– Пан гетман всегда найдет благоразумный исход! – проговорил Выговский. – Ничего лучшего нельзя и придумать: в Белой церкви паны будут вполне безопасны от черни.
Маховский нетерпеливо передернул плечами.
– Это недоверие! – сказал он. – Его величество дарует мир, а паны полковники не хотят отпустить своего гетмана на несколько часов в наш лагерь. Это оскорбительно для чести его величества.
– На коленях умоляю принять эти условия! – сказал Выговский, опускаясь на одно колено перед послом и незаметно делая ему знаки глазами. – Невозможно вести переговоры на глазах у черни и у татар.

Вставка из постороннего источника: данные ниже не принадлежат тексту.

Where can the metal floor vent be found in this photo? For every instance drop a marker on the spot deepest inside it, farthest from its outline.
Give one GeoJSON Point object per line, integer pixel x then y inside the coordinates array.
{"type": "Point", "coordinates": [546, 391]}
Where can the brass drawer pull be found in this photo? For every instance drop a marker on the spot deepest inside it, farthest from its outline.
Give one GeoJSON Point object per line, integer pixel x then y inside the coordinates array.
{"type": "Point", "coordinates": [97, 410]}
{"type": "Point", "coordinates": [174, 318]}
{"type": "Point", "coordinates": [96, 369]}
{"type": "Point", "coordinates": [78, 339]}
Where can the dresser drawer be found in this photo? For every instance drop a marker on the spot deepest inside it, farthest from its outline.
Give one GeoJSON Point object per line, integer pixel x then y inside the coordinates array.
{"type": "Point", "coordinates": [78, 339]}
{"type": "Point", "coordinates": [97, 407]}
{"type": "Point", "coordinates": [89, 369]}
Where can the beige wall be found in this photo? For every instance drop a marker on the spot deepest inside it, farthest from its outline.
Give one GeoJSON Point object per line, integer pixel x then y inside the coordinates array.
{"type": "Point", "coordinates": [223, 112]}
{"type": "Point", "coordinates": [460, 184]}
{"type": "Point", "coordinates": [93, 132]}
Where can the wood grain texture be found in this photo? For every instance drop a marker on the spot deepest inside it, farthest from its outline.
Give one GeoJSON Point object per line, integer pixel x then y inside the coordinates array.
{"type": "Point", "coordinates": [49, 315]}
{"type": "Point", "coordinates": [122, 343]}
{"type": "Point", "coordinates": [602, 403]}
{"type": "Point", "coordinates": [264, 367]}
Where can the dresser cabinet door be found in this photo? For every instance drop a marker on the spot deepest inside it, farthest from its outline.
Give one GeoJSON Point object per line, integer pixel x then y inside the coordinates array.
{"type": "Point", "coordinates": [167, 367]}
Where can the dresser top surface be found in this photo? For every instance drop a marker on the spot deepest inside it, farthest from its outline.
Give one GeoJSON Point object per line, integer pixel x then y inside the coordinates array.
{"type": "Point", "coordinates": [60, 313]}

Клянусь, что паны будут безопасны!
Маховский уехал, а Хмельницкий перевел лагерь под Белую Церковь.
– Пан Кисель, я к вам с поклоном, – говорил Потоцкий старику-воеводе, пригласив его в свою палатку, – не откажите опять ехать комисаром к этому вздорному казаку; быть может, на этот раз вам удастся склонить его на наши предложения.
– С удовольствием, пан гетман! – отвечал Кисель. – Только пусть пан гетман мне самому позволит выбрать остальных сотоварищей.
– Пан воевода может выбрать, кого ему угодно. Я вперед одобряю его выбор. Два полка проводят пана до Белой Церкви, пятьсот отборных драгун останутся при пане воеводе в качестве почетной стражи.
Пан Кисель выбрал троих товарищей и отправился в лагерь Тамерлана, как все еще называл Хмельницкого.
Только что они отпустили провожавшие их полки и остались с почетной стражей, толпа казаков и татар окружила их. Возы и арбы так плотно сдавили их экипажи, что они не могли сдвинуться с места.
– Долой ляхов! – кричала толпа. – Отнять у них коней! В петлю их! В воду их, в воду их! – кричали разъяренные хлопы, со свистом толпясь около них.
– Пан воевода, конец наш пришел! – в страхе шептали другие паны.
– Ничего, не беспокойтесь! – отвечал Кисель, – я тотчас укрощу их.
Он высунул голову из экипажа и проговорил самым мягким голосом:
– О чем вы шумите, друзья мои? Мы не ляхи, я русский, у меня такие же русские кости, как у вас.
– Кости-то у тебя русские, да мясом-то обросли ляшским, – отвечали ему из толпы. – Да что с ними толковать, вздернуть их на дерево!
Несколько своевольных рук уже потянулись к экипажу, другие бросились отпрягать коней, драгун совсем оттерли, они ничего не могли сделать… Вдруг отворились ворота замка и гетман в сопровождении писаря и полковников поспешно поскакал навстречу почетных гостей.
– Не сметь трогать послов! – грозно закричал гетман.
Толпа сразу отхлынула; казаки быстро окружили экипаж, торопя возницу въезжать в замок.
– Паны комисары не поставят нам это в вину, – извинялся Хмельницкий. В толпе, бежавшей за экипажем, слышались грозные крики: "Гетман с ляхами братается! Гей, пане гетмане, не доброе ты дело затеял!”
Как раз в это время в ворота замка въезжали возы со съестными припасами.
– Смотрите, смотрите! – крикнул один казак, – это мы будем ляхам подати платить…
Но он не успел докончить своей остроты, Богун саблей разрубил ему голову.
Энергичный поступок полковника немного образумил чернь, толпа отхлынула, и паны комисары благополучно въехали в ворота замка.
Гетман торопился скорее окончить переговоры; его беспокоило народное волнение; всегдашняя находчивость покинула его; он сам был не рад, что призвал послов.
– Лучше бы было ехать в польский лагерь! – вполголоса заметил он Выговскому.
– Пану гетману не угодно было слушать советов своего верного слугу! Условия мира клонились к тому, чтобы ослабить казацкую силу: число регистровых ограничено только двадцатью тысячами; казакам предоставлено жить лишь в Киевском воеводстве, коронные же войска имели право занимать всю Украину; с татарами Хмельницкий должен был разорвать союз и, если б потребовалось, обратить на них свое оружие.
Переговоры кончились. Настала самая критическая минута. Условия надо было объявить народу.
Гетман вышел с полковниками из замка. Толпа сразу так стихла, что можно было слышать, как шуршала бумага в дрожащей руках гетмана. Хлопы слушали сначала внимательно, но чтение не дошло до половины, как в толпе поднялся шум.
– Значит, мы опять будем служить ляхам? Так-то пан гетман с ляхами договорился; от орды хочет отступиться. Себя-то, небось, не забыл, а нас и знать не хочет, отдает нас опять под палки и батоги, на колы да на виселицы… Не бывать этому, – кричала яростная чернь, – сам ты здесь свою голову сложишь, и ни один лях отсюда живым не выйдет.